I have a unit test being run via #[tokio::test(flavor="multi_thread", worker_threads=2)] which deadlocks. I have tried to strip it down to a minimal reproducer, but have been unable. The Mutex is a from Tokio, and I'm on the latest version of the library. The "offending" code I have been able to track down to the following function:
pub async fn is_freed(&self) -> bool {
let state_clone = self.state.clone();
trace!("is_free: {:?} {:?}", Arc::as_ptr(&self.state), self);
let ret = tokio::spawn(async move {
trace!("BEFORE");
let ret = {
let lock = state_clone.flags.lock().await;
lock.is_freed()
};
trace!("AFTER: {}", ret);
ret
}).await;
trace!("is_free returning: {:?}", ret);
ret.unwrap()
}
The code never gets past the .await on the JoinHandle. The first question someone will have is why I am spawning a task at all, and the answer is to more clearly/easily demonstrate that my .await never finishes. The same happens if I remove the spawn call, and await the is_free function. When calling the above, I only see the following in the console (ie, I never see the is_free returning message):
What could cause an .await to not return? Nowhere else in my code do I cancel tasks, and the unit test never finishes. I do have another task that is in a pretty tight loop trying to grab the same lock; however, it uses try_lock(), and keeps on looping if it cannot acquire the lock.
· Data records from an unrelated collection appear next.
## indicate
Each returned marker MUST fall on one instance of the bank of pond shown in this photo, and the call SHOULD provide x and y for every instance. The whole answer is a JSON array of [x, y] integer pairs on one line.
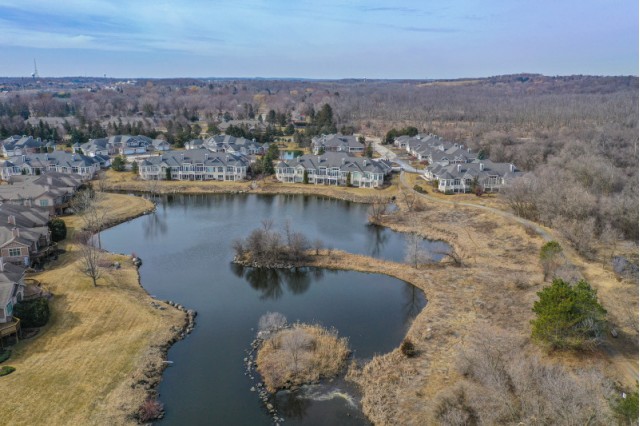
[[186, 247]]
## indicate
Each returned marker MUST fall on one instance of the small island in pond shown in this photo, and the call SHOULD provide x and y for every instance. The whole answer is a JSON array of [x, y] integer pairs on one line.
[[298, 354]]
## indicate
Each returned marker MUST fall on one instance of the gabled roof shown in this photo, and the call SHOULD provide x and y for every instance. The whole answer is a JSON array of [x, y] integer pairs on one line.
[[341, 160]]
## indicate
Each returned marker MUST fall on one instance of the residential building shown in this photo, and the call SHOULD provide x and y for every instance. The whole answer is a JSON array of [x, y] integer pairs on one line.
[[195, 164], [20, 145], [50, 192], [336, 143], [229, 144], [333, 168], [121, 145], [56, 161], [464, 177]]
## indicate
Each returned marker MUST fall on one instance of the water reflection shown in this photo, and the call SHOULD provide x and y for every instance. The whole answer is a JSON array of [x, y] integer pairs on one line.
[[378, 237], [292, 406], [272, 282], [415, 300], [155, 224]]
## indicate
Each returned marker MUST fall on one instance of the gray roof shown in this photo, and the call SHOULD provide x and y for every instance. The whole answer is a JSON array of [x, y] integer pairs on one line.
[[25, 217], [15, 141], [226, 143], [477, 169], [336, 140], [177, 158], [343, 160], [55, 158]]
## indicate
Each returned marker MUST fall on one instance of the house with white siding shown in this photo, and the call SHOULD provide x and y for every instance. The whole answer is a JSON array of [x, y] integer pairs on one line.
[[56, 161], [464, 177], [336, 143], [195, 164], [333, 168]]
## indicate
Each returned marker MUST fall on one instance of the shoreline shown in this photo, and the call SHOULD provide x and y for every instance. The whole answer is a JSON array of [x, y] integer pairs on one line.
[[394, 387]]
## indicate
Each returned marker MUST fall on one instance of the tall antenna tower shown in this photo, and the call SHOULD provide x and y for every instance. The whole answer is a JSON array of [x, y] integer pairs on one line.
[[35, 74]]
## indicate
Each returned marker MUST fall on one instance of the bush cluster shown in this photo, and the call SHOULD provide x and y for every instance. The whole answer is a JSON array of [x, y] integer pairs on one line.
[[6, 369], [34, 313]]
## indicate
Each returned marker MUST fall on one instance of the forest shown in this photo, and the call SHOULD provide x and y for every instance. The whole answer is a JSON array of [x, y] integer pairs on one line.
[[575, 136]]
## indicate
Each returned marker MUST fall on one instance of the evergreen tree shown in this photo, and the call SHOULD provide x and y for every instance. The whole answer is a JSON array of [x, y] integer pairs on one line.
[[568, 316]]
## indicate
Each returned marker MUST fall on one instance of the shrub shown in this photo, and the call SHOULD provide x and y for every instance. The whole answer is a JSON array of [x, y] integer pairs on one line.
[[118, 164], [6, 369], [58, 229], [550, 257], [626, 408], [408, 348], [419, 189], [33, 313], [568, 316], [151, 409]]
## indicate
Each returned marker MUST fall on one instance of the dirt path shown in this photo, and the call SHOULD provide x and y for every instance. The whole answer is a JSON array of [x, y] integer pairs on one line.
[[622, 354]]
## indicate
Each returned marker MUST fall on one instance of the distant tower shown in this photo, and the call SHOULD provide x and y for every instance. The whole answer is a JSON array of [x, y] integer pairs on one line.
[[35, 74]]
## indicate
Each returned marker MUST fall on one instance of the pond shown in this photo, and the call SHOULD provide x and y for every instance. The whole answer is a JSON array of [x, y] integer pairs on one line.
[[186, 249]]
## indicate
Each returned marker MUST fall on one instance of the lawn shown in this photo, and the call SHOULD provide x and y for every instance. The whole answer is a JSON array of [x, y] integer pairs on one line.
[[80, 368]]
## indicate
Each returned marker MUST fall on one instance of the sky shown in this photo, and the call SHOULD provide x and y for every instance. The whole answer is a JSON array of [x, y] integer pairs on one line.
[[325, 39]]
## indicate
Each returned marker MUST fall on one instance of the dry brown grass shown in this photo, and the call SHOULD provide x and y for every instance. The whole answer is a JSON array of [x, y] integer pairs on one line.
[[301, 354], [83, 368], [128, 182], [496, 286]]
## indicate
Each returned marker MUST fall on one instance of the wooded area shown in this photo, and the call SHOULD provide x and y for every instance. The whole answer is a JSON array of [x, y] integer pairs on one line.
[[577, 135]]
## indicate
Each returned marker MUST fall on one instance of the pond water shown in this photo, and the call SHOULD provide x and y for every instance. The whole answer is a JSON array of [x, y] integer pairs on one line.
[[186, 249]]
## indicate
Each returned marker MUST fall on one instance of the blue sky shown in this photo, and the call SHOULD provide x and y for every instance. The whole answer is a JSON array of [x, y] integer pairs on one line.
[[318, 39]]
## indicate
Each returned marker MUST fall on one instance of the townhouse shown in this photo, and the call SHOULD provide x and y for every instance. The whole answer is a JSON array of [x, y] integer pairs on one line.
[[229, 144], [56, 161], [333, 168], [194, 164], [336, 143], [20, 145], [121, 145], [51, 192], [466, 177]]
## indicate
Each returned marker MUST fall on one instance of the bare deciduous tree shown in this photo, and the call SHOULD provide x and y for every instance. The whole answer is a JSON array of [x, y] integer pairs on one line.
[[90, 257]]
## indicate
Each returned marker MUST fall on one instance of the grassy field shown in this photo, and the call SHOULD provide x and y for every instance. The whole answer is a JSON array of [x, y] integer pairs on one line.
[[493, 290], [85, 366], [129, 182]]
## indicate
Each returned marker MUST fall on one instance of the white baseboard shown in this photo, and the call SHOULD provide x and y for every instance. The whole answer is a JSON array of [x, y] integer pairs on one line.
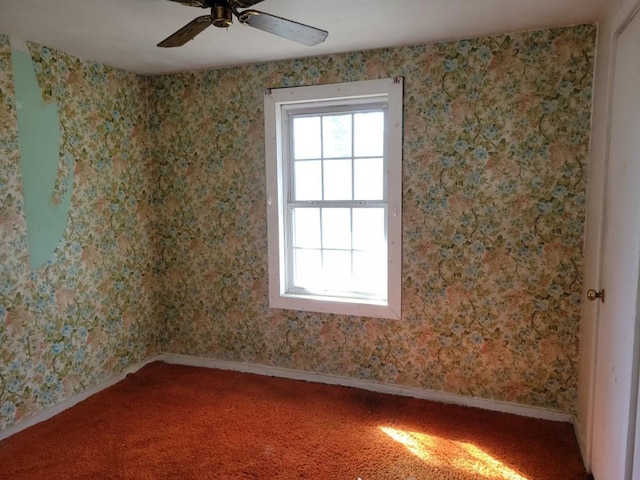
[[582, 443], [72, 400], [493, 405]]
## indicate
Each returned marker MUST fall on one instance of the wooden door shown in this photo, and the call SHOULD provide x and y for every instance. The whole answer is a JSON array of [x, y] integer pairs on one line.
[[616, 375]]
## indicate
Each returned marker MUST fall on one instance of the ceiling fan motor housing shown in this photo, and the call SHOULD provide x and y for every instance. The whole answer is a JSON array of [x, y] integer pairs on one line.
[[221, 15]]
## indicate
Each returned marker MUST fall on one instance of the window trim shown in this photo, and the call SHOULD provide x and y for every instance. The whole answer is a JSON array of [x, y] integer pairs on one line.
[[276, 103]]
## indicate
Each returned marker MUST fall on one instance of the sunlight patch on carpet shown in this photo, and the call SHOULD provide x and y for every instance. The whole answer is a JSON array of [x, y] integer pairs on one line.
[[461, 455]]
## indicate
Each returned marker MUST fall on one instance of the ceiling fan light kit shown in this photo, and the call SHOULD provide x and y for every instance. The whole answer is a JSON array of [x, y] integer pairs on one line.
[[222, 13]]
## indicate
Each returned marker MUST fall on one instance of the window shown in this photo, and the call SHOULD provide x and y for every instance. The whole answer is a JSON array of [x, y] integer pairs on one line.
[[334, 197]]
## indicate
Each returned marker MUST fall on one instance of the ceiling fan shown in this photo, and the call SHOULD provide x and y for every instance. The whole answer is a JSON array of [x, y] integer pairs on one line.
[[222, 13]]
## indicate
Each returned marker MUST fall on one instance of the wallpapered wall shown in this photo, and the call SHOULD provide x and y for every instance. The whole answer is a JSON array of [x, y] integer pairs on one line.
[[165, 245], [87, 314], [495, 147]]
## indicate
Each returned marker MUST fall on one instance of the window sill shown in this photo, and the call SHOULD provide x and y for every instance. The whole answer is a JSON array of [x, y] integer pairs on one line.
[[336, 305]]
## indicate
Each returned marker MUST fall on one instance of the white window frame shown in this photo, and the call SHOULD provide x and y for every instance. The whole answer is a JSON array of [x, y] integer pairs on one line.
[[277, 105]]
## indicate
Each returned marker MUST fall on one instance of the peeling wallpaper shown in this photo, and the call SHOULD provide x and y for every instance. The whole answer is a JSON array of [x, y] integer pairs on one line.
[[496, 134], [87, 313], [165, 247]]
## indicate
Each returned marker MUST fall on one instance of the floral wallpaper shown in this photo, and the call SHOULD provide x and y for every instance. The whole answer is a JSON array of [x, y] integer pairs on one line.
[[165, 245], [88, 313], [495, 149]]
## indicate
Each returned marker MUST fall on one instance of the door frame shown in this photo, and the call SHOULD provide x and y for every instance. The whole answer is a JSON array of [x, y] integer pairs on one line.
[[616, 16]]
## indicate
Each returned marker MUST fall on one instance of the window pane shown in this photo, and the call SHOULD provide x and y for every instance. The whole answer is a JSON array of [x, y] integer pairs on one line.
[[307, 268], [306, 228], [337, 180], [368, 230], [336, 228], [369, 179], [369, 134], [306, 138], [337, 270], [308, 180], [370, 274], [336, 136]]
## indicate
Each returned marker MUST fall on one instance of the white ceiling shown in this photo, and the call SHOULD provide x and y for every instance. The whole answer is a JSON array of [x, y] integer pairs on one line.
[[124, 33]]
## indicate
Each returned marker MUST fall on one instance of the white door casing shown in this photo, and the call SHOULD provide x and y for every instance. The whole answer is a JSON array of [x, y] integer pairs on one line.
[[616, 373]]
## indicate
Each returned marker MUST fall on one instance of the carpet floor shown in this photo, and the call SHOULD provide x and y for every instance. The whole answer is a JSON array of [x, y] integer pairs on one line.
[[176, 422]]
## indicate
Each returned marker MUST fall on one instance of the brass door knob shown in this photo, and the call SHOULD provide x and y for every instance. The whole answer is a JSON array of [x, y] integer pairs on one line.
[[594, 295]]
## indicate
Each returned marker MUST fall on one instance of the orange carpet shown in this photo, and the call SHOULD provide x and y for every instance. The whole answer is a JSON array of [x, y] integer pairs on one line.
[[175, 422]]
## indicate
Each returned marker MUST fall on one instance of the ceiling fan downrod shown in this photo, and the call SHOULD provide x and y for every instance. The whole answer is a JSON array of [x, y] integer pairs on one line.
[[221, 14]]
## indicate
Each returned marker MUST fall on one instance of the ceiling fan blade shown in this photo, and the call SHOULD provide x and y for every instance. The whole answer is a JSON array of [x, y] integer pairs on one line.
[[187, 32], [192, 3], [244, 3], [295, 31]]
This seems like a deadlock, and I know that if I call .lock() on the same Mutex twice from the same task, Tokio will deadlock; however, by AFTER: false I should have dropped the MutexGuard, so I don't think that is what is happening.
It sounds like you are blocking the thread. This can prevent other tasks from being executed. You should fix the code that is spinning on the lock and have it use an .await instead.
You might want to add a yield_now() call above the flags.lock() call to be completely sure.
Anyway, I recommend you give tokio-console a try to debug this. Are there any tasks whose busy duration keeps going up while the poll count is constant?
There are only 2 tasks shown. The top one, both the busy and poll counts continue to increase, and it corresponds (Location) with the "spinning task". The second task appears to have only been polled once:
If I did call lock().await on the same Mutex from the same task, causing a deadlock, how could I go about detecting that? How can I go about preventing it?
I continued to trace through the code, and the "main task" was creating a stream which had a bad poll_next implementation that was not properly polling the future. I eliminated this Stream implementation by using stream::unfold to create the stream, and everything seems to be working as expected. Thanks @alice for the pointers towards Tokio console. While it is seemingly a powerful tool, without your clue/help of "Are there any tasks whose busy duration keeps going up while the poll count is constant", I wouldn't really know what I was looking at.